A 60-year-old story of joy re-entered the world of headlines this week, but this time without the joy. On February 19, the statue known as Unconditional Surrender commemorating V-J Dau by Seward Johnson was vandalized on site in Sarasota, Florida where it's been standing since 2009. And given the six-decade-long story behind this statue, you may wonder what took so long to deface it.
Unfair advantage
“Unconditional Surrender” describes a sailor clutching a female in a nurse's uniform, bending her backward and planting his mouth on hers. The image is a knock-off of Alfred Eisenstaedt's Life Magazine photograph of George Mendosa, a seaman on shore leave in Times Square.
Jubilant about Japan's surrender, he grabbing Greta Zimmer Friedman, a passerby on her lunch break from a job as a dental assistant, for the famous kiss.

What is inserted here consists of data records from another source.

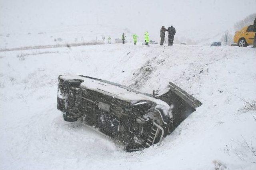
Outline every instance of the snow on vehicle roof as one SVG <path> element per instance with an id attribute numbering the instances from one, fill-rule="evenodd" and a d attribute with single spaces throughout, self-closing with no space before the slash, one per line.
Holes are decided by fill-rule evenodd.
<path id="1" fill-rule="evenodd" d="M 132 89 L 121 84 L 89 77 L 79 75 L 65 75 L 60 78 L 64 80 L 80 79 L 84 80 L 80 86 L 95 91 L 114 98 L 131 102 L 135 100 L 147 100 L 157 104 L 161 104 L 168 108 L 170 106 L 164 102 L 146 95 Z"/>

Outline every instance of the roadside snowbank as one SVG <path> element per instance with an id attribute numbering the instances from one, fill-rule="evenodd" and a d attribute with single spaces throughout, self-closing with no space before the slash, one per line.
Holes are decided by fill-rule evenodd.
<path id="1" fill-rule="evenodd" d="M 256 168 L 256 51 L 237 47 L 99 45 L 0 53 L 3 169 Z M 169 81 L 202 105 L 160 145 L 126 153 L 56 109 L 59 74 L 163 93 Z"/>

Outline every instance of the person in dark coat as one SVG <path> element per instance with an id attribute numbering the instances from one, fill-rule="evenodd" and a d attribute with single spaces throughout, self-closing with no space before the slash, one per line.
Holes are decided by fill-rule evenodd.
<path id="1" fill-rule="evenodd" d="M 165 31 L 167 31 L 166 28 L 164 28 L 164 26 L 162 26 L 161 29 L 160 29 L 160 37 L 161 38 L 161 41 L 160 41 L 160 45 L 163 45 L 164 42 L 164 37 L 165 35 Z"/>
<path id="2" fill-rule="evenodd" d="M 173 40 L 174 38 L 174 35 L 176 33 L 175 28 L 171 26 L 167 29 L 168 32 L 168 46 L 172 45 L 173 44 Z"/>
<path id="3" fill-rule="evenodd" d="M 252 47 L 256 47 L 256 18 L 254 19 L 254 21 L 253 23 L 253 25 L 254 25 L 253 31 L 255 33 L 255 35 L 254 35 L 254 39 L 253 40 L 253 46 Z"/>

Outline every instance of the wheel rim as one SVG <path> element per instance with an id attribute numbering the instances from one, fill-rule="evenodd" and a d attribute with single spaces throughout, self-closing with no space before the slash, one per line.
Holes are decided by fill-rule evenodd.
<path id="1" fill-rule="evenodd" d="M 241 39 L 239 41 L 239 45 L 240 47 L 244 47 L 245 45 L 245 41 L 244 39 Z"/>

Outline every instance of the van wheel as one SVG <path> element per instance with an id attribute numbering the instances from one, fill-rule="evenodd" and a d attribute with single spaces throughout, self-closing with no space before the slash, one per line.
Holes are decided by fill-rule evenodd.
<path id="1" fill-rule="evenodd" d="M 72 114 L 67 112 L 63 112 L 63 119 L 66 121 L 73 122 L 77 121 L 78 118 L 74 116 Z"/>
<path id="2" fill-rule="evenodd" d="M 238 41 L 238 46 L 240 47 L 247 47 L 248 45 L 246 40 L 244 38 L 241 38 Z"/>

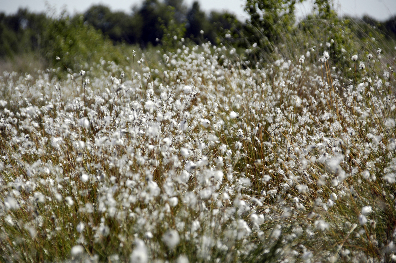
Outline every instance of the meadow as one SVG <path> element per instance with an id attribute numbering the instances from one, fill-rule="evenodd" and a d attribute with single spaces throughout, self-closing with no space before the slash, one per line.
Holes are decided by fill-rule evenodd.
<path id="1" fill-rule="evenodd" d="M 2 262 L 396 261 L 396 44 L 333 32 L 4 71 Z"/>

Graffiti, spray-painted on the statue in red pigment, showed the hashtag “#MeToo.” The message landed on the nurse's left leg – likely the most accessible to the vandal given the towering 26-foot height of the work. Even though this tale began in 1945 and contains a lot of moving parts since then, a sub-text pervades - one violation after another. Let me count the ways.
Seeing double
Johnson capitalized on the popularity of Eisenstaedt's work, borrowing not only his idea but also the celebrity that went with it. And Johnson duplicated his infringement in a series of styrofoam copies variously installed in New Jersey, Hawaii, and France) The idea of originality, then, was also violated.
What's more, he didn't even model the copies himself. Computer technology did that.
Bigger picture
But all the above is academic when you think of what Johson monumentalized when he magnified and mass-produced the scene that Eisenstaedt captured – in a word - abuse, or as one woman said of the statue on the Sarasota police Facebook page, “it glorifies sexual assault.” Fox News believes that it was no coincidence the graffiti was spray-painted the day after reports that Mendosa died.
Behavior problem
Witness a violation of another kind.
According to The Guardian, when Mendosa strolled Times Square on V-J Day, he was accompanied by his girlfriend, Rita Perry, his future wife. Yet on hearing the news that the war was over, which freed him to plan his future, he didn't embrace her, he grabbed a stranger instead. Fox News explains that he was remembering what nurses did for his fellow servicemen and was moved to express his gratitude.
Of course, Greta Zimmer Friedman didn't know that. The Guardian notes a 2005 interview with the Veterans History Project in which she said that it wasn't her choice to be kissed: “The guy just came over and kissed or grabbed. I felt he was very strong. He was just holding me tight...”
Granted in 1945, men could still treat women cavalierly. So Eistenstaedt gets a pass. But what's Johnson's excuse when his work was installed in Sarasota well after the feminist movement took sexism out of the mainstream?